When I was learning to ride, draw reins were not part of the lesson. We had the odd standing martingale on horses that threw their heads, but for the most part, there wasn’t a lot of special equipment, just a lot of wet saddle pads.
I didn’t really encounter draw reins — or, should I say, the potentially negative effect of them — until I bought my Trakehner, Kronefurst. I had a real problem with him accepting contact. He would “pose” with his neck arched and would float behind the bit. It turns out, he’d been ridden in draw reins. Incorrectly. Without release. A smart horse, he learned pretty quickly that he could escape from the pressure of draw reins by sucking back. The problem is, it’s difficult to get a horse that’s learned this to trust the bit again.
Now, he wasn’t an easy horse to ride. I can understand why someone tried to use them on him. He had a thick tongue and a low palette that made many bits uncomfortable. His neck was set high and it was, in some way, easier for him to carry himself to look “pretty” than to work properly. Let me say that it took a long, long time to get him to accept the bit and work correctly.
Still, unless used judiciously — and with a light hand — draw reins can often cause more problems than they fix. Why do they cause a problem?
The elusive connection, the feeling of being “on the bit” comes from the horse accepting contact, not being forced into it using leverage. Connection occurs when the horse is ridden from behind, into an accepting hand. When the horse has the abdominal strength to hold its body — and the weight of the rider — in harmony. Using draw reins to correct head carriage is the epitome of riding the horse from front to back. And by shutting down the horse in front, you lose the impulsion that you need from behind, leaving the hind legs trailing.

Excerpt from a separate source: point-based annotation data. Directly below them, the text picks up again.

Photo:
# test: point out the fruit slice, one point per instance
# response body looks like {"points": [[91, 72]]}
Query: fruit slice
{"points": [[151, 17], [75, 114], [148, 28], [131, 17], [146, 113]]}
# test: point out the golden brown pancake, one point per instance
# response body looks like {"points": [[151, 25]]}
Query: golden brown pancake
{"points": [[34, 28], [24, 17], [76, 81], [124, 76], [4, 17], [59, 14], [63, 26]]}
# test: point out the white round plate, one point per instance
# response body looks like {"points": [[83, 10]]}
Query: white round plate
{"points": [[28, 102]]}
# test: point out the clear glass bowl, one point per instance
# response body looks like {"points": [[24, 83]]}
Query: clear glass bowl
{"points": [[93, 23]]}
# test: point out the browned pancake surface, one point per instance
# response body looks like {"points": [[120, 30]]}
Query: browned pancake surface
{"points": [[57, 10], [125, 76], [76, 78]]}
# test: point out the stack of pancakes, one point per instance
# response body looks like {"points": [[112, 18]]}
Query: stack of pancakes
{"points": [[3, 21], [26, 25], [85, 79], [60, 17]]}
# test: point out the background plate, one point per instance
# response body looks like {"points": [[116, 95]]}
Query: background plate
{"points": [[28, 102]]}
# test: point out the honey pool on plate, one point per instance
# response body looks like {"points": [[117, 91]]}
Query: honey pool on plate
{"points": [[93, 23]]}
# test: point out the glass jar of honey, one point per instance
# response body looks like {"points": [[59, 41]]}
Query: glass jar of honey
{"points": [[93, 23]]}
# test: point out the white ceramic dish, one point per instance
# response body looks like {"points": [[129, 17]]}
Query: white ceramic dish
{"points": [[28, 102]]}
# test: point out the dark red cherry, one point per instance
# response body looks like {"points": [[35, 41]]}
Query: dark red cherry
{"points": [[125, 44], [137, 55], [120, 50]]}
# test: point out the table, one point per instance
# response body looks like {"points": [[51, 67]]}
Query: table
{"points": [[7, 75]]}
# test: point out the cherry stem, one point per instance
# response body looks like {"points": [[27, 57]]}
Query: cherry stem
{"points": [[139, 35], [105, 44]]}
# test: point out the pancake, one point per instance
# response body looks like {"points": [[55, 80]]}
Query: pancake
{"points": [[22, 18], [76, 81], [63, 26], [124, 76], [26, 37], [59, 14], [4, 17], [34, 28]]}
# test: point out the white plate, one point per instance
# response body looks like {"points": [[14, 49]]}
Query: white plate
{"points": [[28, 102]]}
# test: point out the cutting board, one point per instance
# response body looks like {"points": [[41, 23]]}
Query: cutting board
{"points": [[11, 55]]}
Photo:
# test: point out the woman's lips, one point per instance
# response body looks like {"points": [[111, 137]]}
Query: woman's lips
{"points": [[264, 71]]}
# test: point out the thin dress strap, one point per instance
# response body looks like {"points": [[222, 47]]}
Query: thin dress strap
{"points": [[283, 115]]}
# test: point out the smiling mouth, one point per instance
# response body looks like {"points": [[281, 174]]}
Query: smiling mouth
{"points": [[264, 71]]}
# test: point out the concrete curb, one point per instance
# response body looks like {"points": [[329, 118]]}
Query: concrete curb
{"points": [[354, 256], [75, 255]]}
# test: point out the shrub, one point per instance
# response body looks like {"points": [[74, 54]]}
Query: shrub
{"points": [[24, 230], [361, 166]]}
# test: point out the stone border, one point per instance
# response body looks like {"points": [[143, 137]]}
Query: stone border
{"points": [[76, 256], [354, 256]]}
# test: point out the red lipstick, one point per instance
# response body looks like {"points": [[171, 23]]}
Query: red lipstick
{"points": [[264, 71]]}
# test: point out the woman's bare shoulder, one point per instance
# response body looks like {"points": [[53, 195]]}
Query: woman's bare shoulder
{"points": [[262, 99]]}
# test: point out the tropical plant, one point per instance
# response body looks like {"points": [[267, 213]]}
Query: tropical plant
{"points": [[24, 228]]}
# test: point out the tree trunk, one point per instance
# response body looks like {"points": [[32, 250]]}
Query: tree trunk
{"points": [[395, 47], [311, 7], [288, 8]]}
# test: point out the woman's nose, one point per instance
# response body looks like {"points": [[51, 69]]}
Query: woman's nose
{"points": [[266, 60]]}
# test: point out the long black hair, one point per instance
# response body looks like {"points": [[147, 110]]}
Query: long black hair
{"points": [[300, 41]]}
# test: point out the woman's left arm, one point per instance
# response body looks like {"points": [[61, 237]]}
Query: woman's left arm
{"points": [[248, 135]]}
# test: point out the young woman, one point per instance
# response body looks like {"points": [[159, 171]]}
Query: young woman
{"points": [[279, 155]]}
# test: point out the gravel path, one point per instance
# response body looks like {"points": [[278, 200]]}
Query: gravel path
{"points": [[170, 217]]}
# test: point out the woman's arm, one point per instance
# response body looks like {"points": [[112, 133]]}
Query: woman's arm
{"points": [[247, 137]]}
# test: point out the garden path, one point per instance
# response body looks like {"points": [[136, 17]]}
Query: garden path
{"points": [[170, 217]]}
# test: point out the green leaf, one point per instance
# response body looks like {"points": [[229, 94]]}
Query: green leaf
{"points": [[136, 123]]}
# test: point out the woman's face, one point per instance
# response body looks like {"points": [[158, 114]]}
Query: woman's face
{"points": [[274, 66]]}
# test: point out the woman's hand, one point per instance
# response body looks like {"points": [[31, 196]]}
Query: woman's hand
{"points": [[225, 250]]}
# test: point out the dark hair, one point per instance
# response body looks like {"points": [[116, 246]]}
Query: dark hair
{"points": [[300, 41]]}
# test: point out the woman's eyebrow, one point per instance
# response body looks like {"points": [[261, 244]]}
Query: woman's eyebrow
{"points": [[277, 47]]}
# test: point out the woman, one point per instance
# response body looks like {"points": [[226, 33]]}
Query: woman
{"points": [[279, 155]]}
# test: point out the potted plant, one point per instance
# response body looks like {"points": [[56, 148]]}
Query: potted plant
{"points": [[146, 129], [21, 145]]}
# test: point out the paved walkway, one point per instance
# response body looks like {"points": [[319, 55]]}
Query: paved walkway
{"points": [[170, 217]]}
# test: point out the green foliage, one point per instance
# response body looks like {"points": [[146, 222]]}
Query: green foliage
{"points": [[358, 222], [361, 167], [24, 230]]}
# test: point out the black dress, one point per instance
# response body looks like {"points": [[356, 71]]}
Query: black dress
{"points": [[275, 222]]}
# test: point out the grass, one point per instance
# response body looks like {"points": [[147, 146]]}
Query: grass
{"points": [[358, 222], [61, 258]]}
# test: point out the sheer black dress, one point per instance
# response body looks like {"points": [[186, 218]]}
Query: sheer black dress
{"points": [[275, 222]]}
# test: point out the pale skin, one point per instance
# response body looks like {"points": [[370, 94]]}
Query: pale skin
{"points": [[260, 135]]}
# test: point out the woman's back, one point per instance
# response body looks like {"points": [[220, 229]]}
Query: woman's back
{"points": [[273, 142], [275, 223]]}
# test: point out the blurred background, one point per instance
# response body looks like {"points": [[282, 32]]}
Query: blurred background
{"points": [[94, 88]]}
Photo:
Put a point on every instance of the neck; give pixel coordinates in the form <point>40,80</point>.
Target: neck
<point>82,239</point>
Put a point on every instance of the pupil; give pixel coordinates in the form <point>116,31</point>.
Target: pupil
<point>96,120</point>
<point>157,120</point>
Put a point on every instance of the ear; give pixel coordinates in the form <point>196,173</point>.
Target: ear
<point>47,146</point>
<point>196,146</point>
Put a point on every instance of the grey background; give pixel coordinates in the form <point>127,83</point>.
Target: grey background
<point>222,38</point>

Many horses simply can’t sustain the frame of what people envision a dressage horse to look like because they aren’t strong enough. Sure, they might be able to
hold themselves in self carriage briefly, but when they get tired, they get heavy in front. Or they throw their head. Or they pull on the bit. It takes time to build the muscles for a horse to move correctly. Just think of the first yoga class you took. I bet you couldn’t hold all the poses right away. Imagine now that someone puts a pulley system on you to hold your limbs in the right position. Not fun, right?
Of course, like all tools, draw reins aren’t all bad. It’s just that too many people use them as short cuts. One of my dressage instructors — Renate Lansburgh — used to emphasize that the quickest way to train a horse was to take your time. How true that is! Only by working a horse in a way that allows him to gain the strength and confidence he needs, can you achieve the coveted self carriage.
When used correctly, draw reins can help you encourage your horse to stretch and work over his back. Unfortunately, too often you see people riding only in a state of constant hyperflexion. They forget that the release is the most important part of the process and serves as the reward. That’s one of the things I dislike about draw reins — it’s not a self correcting tool. The release comes only at the discretion of the rider.
Personally, I’ve only used draw reins on one horse. An OTTB who was probably part giraffe. She had the propensity to raise her head so high that it was practically in my lap. Working with a trainer, I found that draw reins helped her find a different way to use her body. Once she learned that, they were no longer necessary. But for the most part, I wouldn’t chose to use them again; I’d rather take the long way and end up with a horse that has come to balance and connection because he’s willing and able.
Have you used draw reins? What do you think of them?